Using Modkit with Transcriptome-Aligned BAM Files
Hi,
I am working with modkit to analyze ONT direct RNA-seq data. I generated BAM files with modification tags aligned both to the genome and to the transcriptome. The reason for aligning to the transcriptome is that we would like to investigate RNA modifications at the transcript isoform level.
However, I noticed that the modkit pileup command runs extremely slowly on transcriptome-aligned BAM files. For example, when I tested the first sample, the analysis was still not finished even after more than 10 hours of running.

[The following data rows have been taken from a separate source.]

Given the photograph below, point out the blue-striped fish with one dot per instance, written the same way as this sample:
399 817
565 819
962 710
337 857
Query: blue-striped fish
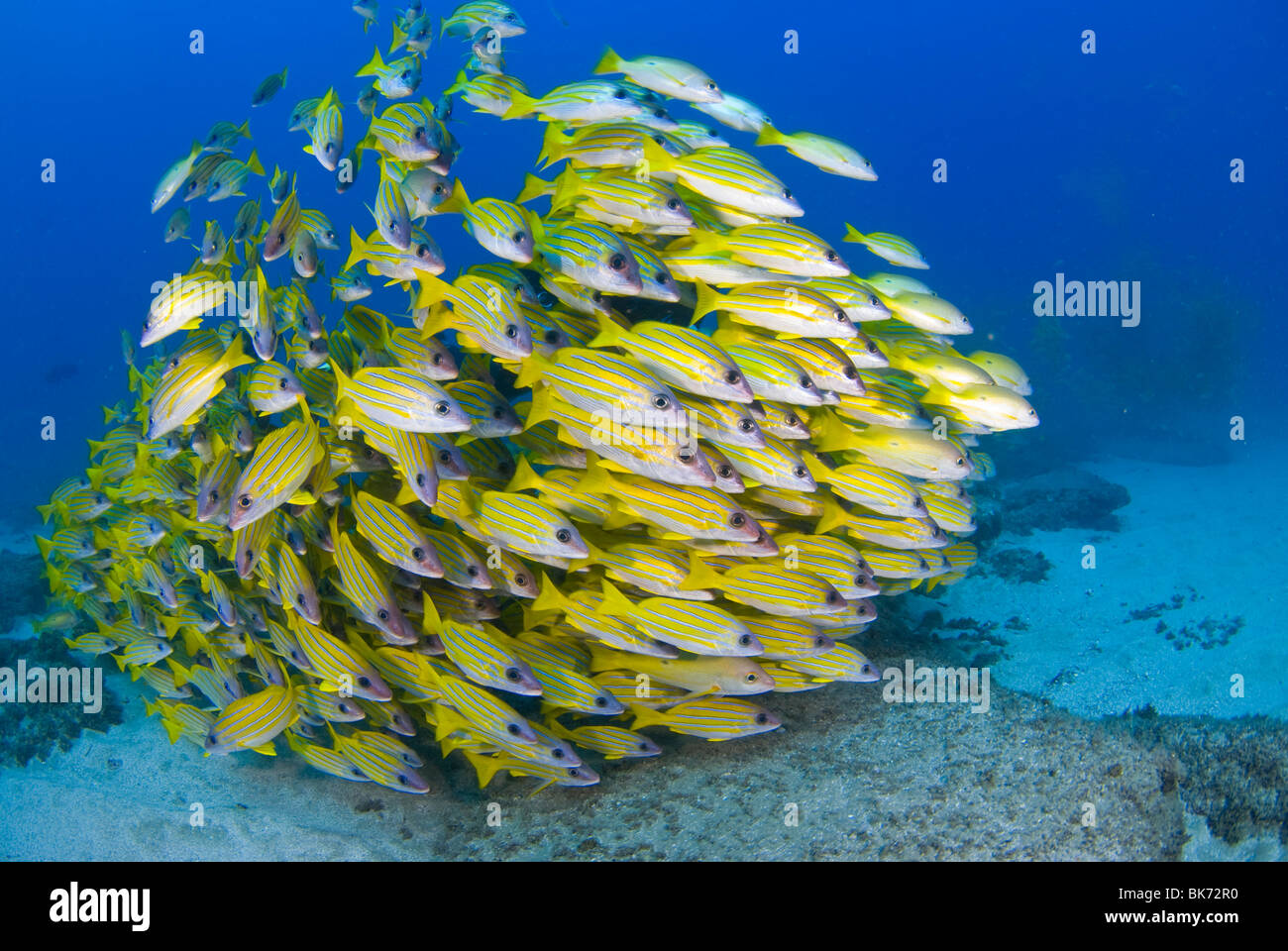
279 468
591 256
407 132
484 311
612 742
787 308
253 722
787 249
726 175
369 591
823 153
394 536
395 79
768 587
400 398
715 719
894 249
681 356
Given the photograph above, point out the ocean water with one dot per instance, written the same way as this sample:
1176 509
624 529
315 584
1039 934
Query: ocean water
1160 445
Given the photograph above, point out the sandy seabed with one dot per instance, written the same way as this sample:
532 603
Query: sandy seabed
1104 739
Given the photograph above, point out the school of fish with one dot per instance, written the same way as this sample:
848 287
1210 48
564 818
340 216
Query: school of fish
648 466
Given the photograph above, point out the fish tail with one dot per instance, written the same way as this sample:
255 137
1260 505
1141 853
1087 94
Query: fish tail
596 480
609 62
533 187
700 575
552 145
535 368
458 84
524 476
520 106
833 517
614 602
359 249
645 716
399 37
485 767
540 411
550 596
708 300
769 136
373 65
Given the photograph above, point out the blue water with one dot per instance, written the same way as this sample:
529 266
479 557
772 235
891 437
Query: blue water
1113 166
1107 166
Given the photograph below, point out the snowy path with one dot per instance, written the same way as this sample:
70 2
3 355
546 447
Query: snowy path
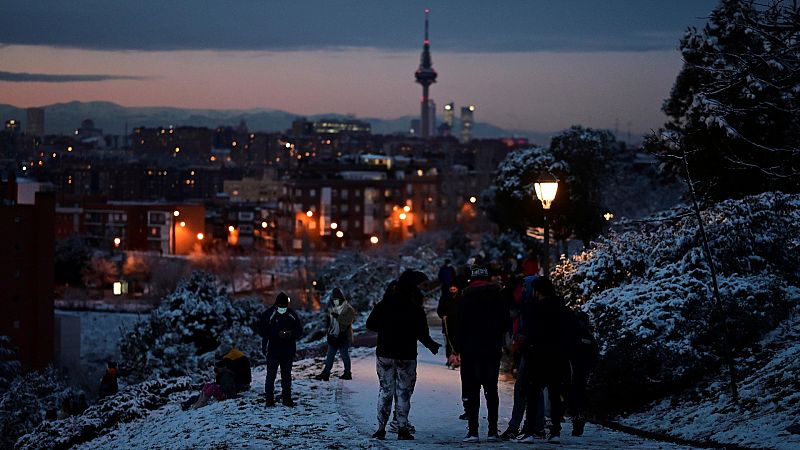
436 404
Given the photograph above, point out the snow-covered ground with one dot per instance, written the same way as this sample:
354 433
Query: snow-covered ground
436 404
335 414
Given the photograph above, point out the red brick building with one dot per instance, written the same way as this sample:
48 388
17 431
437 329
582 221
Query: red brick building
26 274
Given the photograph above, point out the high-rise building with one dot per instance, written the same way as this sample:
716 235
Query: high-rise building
449 114
35 123
467 121
426 76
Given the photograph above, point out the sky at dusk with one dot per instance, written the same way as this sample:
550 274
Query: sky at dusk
527 65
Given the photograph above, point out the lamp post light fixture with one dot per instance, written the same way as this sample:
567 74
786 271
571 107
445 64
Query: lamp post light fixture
175 215
546 188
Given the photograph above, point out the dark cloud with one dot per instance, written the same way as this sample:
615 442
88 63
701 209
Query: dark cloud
465 25
61 78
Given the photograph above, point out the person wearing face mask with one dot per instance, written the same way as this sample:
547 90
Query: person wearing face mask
279 328
340 334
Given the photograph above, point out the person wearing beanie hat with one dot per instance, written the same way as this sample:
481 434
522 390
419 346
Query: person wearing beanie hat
341 316
482 322
280 328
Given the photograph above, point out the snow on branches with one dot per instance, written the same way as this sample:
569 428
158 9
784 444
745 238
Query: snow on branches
190 322
649 292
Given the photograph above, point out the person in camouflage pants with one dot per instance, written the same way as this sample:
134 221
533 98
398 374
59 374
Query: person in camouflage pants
397 378
400 323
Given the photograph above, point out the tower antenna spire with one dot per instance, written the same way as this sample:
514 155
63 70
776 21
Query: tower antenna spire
425 75
427 11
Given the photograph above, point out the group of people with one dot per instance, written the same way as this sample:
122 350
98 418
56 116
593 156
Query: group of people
553 349
280 327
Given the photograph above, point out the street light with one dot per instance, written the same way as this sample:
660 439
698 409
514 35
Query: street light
546 188
175 215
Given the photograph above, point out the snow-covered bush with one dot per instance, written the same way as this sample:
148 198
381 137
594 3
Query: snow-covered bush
24 405
649 293
192 321
130 403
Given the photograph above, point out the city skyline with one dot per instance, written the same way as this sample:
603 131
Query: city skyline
527 66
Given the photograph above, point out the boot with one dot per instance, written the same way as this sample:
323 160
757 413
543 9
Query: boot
324 376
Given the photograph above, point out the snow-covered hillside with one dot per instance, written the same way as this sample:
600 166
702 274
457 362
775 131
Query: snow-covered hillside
649 293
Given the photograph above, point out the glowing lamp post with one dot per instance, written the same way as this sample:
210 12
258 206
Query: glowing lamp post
175 215
546 189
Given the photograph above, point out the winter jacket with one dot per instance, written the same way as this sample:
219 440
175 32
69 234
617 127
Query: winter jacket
108 384
482 321
400 322
279 332
239 364
345 320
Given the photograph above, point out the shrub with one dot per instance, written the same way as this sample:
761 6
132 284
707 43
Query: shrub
650 296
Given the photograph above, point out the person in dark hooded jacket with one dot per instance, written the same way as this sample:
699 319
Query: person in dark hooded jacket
482 321
280 328
550 333
400 322
341 316
108 384
583 359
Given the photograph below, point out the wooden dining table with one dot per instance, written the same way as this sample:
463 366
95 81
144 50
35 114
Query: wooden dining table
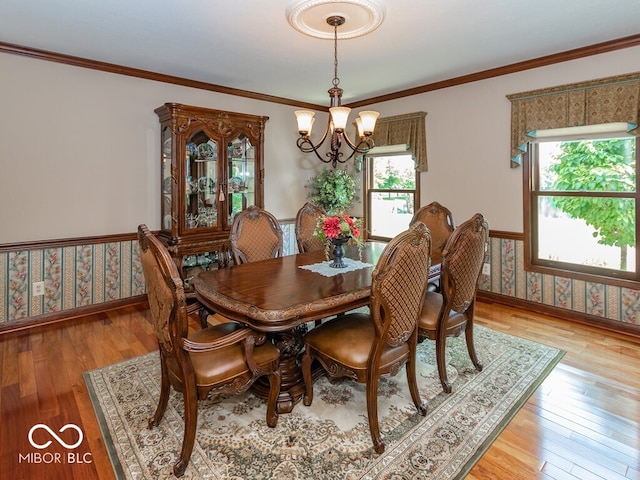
278 297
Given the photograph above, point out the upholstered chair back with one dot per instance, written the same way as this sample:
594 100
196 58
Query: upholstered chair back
462 262
255 235
439 221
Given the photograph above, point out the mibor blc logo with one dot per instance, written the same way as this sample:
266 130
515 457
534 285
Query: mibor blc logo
65 440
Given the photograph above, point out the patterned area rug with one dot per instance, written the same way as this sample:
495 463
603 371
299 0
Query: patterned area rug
330 439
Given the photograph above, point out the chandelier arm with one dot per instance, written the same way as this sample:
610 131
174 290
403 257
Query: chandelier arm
365 144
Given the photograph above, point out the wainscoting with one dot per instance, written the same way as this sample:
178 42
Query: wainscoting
91 273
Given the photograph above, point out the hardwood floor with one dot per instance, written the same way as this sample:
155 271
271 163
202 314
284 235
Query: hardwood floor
582 423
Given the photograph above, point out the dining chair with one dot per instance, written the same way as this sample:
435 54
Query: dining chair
306 223
439 221
450 312
225 358
365 346
255 235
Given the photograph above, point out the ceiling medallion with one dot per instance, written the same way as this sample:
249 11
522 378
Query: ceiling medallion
310 17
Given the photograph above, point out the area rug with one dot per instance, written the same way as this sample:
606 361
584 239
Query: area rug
330 439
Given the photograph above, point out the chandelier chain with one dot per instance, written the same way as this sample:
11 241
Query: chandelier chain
336 80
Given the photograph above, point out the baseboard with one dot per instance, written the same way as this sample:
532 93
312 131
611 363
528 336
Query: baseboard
51 318
562 313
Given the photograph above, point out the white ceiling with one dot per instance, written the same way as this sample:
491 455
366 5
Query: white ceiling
249 44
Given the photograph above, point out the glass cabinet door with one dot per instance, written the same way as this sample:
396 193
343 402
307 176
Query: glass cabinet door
241 186
201 182
167 182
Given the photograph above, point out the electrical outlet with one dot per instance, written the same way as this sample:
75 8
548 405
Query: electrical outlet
38 289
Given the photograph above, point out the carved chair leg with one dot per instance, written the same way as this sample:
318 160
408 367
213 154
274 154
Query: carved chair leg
165 389
372 413
306 375
468 333
275 380
441 345
413 384
190 397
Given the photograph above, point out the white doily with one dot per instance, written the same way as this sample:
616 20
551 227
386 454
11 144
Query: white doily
325 269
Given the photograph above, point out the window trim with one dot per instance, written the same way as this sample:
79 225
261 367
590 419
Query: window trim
564 269
366 190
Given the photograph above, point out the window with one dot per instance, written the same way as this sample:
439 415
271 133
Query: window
391 194
582 207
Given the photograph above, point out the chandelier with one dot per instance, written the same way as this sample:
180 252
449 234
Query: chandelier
336 125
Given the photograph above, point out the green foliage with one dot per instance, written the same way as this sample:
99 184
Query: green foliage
333 190
598 166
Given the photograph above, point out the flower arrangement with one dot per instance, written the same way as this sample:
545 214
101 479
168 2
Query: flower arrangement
331 227
332 190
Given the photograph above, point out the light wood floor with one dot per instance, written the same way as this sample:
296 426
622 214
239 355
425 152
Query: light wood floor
582 423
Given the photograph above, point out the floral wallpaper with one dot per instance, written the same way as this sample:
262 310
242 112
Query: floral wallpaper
82 275
600 300
73 277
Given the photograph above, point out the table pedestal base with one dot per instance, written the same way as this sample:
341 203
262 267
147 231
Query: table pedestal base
290 344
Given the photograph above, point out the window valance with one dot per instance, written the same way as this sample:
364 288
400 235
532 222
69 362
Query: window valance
606 100
408 128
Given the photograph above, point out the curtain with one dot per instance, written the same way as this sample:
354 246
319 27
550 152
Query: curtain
408 128
606 100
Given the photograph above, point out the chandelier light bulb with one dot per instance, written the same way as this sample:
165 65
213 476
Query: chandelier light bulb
368 119
339 117
305 121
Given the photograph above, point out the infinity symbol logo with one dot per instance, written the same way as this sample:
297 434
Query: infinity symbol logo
53 434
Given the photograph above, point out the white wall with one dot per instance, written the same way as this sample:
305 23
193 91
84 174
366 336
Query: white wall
468 136
79 149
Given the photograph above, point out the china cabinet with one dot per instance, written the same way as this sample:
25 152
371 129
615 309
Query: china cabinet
211 170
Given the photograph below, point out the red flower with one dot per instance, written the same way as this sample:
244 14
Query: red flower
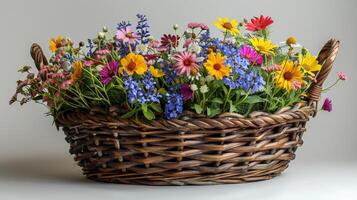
258 24
169 40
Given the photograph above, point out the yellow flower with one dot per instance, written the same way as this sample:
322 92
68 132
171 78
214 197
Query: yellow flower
133 63
215 66
228 26
263 46
55 43
289 74
309 64
77 71
157 73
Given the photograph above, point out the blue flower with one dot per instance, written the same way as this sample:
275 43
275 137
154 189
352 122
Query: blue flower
137 94
143 28
241 76
174 105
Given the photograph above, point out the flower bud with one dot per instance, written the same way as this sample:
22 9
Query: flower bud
175 27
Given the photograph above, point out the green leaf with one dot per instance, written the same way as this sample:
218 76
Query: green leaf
217 100
156 107
149 114
232 108
253 99
198 109
144 107
129 114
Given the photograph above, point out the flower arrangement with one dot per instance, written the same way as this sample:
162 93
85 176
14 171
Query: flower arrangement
242 72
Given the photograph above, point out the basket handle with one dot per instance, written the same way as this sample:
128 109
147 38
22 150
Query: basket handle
326 58
38 56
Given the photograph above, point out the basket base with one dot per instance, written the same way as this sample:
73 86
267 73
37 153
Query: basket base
234 177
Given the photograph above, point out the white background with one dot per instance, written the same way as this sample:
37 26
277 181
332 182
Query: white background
34 158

Here is the command I used:
/scratch/lb4489/project/dRNA/modkit/modkit pileup ./"$i"_GS2T_merged.bam ./"$i"_modkit.bed \
--log-filepath "$i".log \
--header --ref /scratch/lb4489/bioindex/gencode.v49.transcripts.fa \
Could you please let me know if there is anything wrong with the way I am running the command, or if there are adjustments I could make to improve the performance?
Hello @lbwfff The command you have here is fine. I'm currently working on a much faster version of the pileup algorithm that should help a lot. One thing you may want to try in increasing the number of threads -t, you can oversubscribe your machine a little and be OK since the transcriptome has a lot of short sequences. Hold tight, faster version coming.